As we await word of President Obama’s nominee to succeed Justice Antonin Scalia on the U.S. Supreme Court, we are seeing the first troubling signs of how the court may reshape the future of religious liberties. For the Orthodox Jewish community, and other American faith communities, no issue handled by the court is more important.
Last week, the court declined to take a religious liberty case. While it isn’t unusual for the court to decline cases — it turns down far more than it accepts — what was unusual was the lengthy dissent penned by Justice Samuel Alito. Written dissents over court decisions not to take a case are indeed uncommon.
Also rare was the case itself, in which a Jewish inmate in a North Carolina prison had been denied the right to engage in Jewish religious study based initially on a prison warden’s interpretation of Jewish law.
The inmate, Israel Ben-Levi, had requested to engage in Torah study together with a few other inmates. The warden asserted — wrongly — that since Judaism requires a quorum of 10 to engage in Jewish worship and study, and there aren’t 10 Jews in the prison, the request can be denied. The lower courts, equally inexpert in Jewish law, agreed with the warden’s decision.
Justice Alito viewed this denial as a violation of Ben-Levi’s First Amendment right to “free exercise” of religion. He didn’t base his view on the prison warden’s mystifying misinterpretation of Jewish law, but on the basis that government authorities have no business offering such interpretations altogether.
“Repeatedly and in many different contexts, we have warned that courts must not presume to determine the place of a particular belief in a religion or the plausibility of a religious claim,” Justice Alito wrote, adding, “the Court’s indifference to this discriminatory infringement of religious liberty is disappointing.”
For those of us concerned with religious liberties, the court’s decision is not only “disappointing” but also ominous. We will get more insight into just how ominous in two weeks, as the court hears oral arguments in the Little Sisters of the Poor v. Secretary Burwell case, the latest litigation over the Obamacare “contraceptives mandate.”
At issue is whether a religious nonprofit, such as the Catholic nuns’ poverty organization, shall be exempt, in the same manner as a church itself, from participating in providing of health insurance that includes contraception coverage and other health services the nuns (and others similarly situated) deem objectionable to their religious tenets. The Obama administration claims it has accommodated the nuns by saying they need not provide such health insurance so long as they sign a form stating their objection to doing so. The nuns assert that the very signing of the form makes them, in effect, facilitators of providing what their faith objects to. Thus, like the prisoner’s case, the nuns’ case begs the question of whether government officials may determine the merits of what constitutes a “legitimate” religious claim that should be protected.

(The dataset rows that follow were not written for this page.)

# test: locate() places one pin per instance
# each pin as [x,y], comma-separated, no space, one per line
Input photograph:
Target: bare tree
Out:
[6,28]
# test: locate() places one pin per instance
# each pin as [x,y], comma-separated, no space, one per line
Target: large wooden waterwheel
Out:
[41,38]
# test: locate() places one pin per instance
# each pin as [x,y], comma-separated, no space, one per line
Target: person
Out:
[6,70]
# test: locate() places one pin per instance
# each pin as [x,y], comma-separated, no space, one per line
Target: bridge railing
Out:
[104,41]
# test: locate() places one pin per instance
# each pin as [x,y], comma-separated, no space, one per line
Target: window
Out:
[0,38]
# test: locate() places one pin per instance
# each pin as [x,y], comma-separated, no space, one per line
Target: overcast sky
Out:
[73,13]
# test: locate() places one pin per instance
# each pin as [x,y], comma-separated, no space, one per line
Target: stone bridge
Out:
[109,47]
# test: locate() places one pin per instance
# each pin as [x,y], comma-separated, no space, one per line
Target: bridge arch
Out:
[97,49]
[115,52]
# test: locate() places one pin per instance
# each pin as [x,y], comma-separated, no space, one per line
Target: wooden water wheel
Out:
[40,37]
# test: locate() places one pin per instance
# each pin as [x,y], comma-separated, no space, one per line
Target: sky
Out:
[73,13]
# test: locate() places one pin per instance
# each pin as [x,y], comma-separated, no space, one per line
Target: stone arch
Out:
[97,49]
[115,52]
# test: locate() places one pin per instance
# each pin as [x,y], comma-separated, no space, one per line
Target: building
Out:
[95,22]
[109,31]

Political conservatives who are unfamiliar with the court might presume that religious liberties are now imperiled because of Justice Scalia’s passing. In reality, it was Justice Scalia who created the current predicament about religious liberties. Writing the majority opinion in the 1990 case of Employee Division v. Smith, he eviscerated the strength of claims under the Free Exercise Clause by ruling that government laws which burden religion are permissible so long as they don’t deliberately target religion in a discriminatory way.
In late 2005, when Samuel Alito was nominated to the Supreme Court, critics tagged him as “Scalito” — indicating he would merely follow the senior justice’s lead. They misjudged. In fact, while serving on the court of appeals, then-Judge Alito already had demonstrated a more robust record supporting individual religious freedom claims and had criticized Employee Division v. Smith. And last year, it was Justice Scalia who followed Justice Alito as he wrote the majority opinion in the Hobby Lobby case — upholding the right of a business owner to be exempt from the Obamacare contraceptives mandate if it infringes on religious beliefs.

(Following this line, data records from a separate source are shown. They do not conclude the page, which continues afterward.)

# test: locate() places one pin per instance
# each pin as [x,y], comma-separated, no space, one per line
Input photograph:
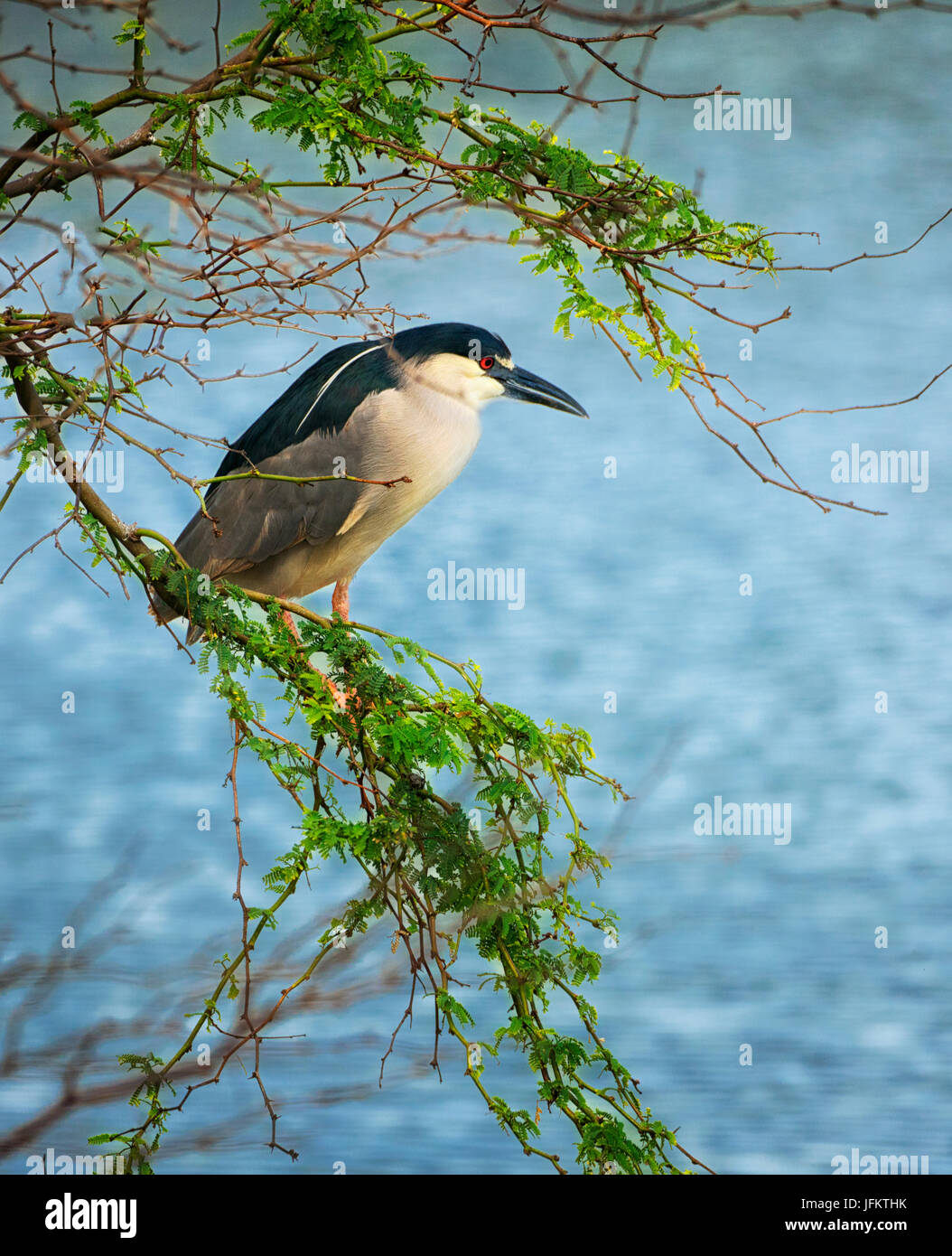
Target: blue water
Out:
[632,586]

People of faith are probably praying that whoever is nominated by President Obama or his successor and confirmed to fill Justice Scalia’s seat will have an expansive view of individual religious liberty and the need to protect it under the First Amendment. After all, that swing vote will have to ensure that government officials aren’t second-guessing a person’s commitment to his or her faith, but rather venerating it.
• Nathan Diament is executive director for public policy for the Union of Orthodox Jewish Congregations of America.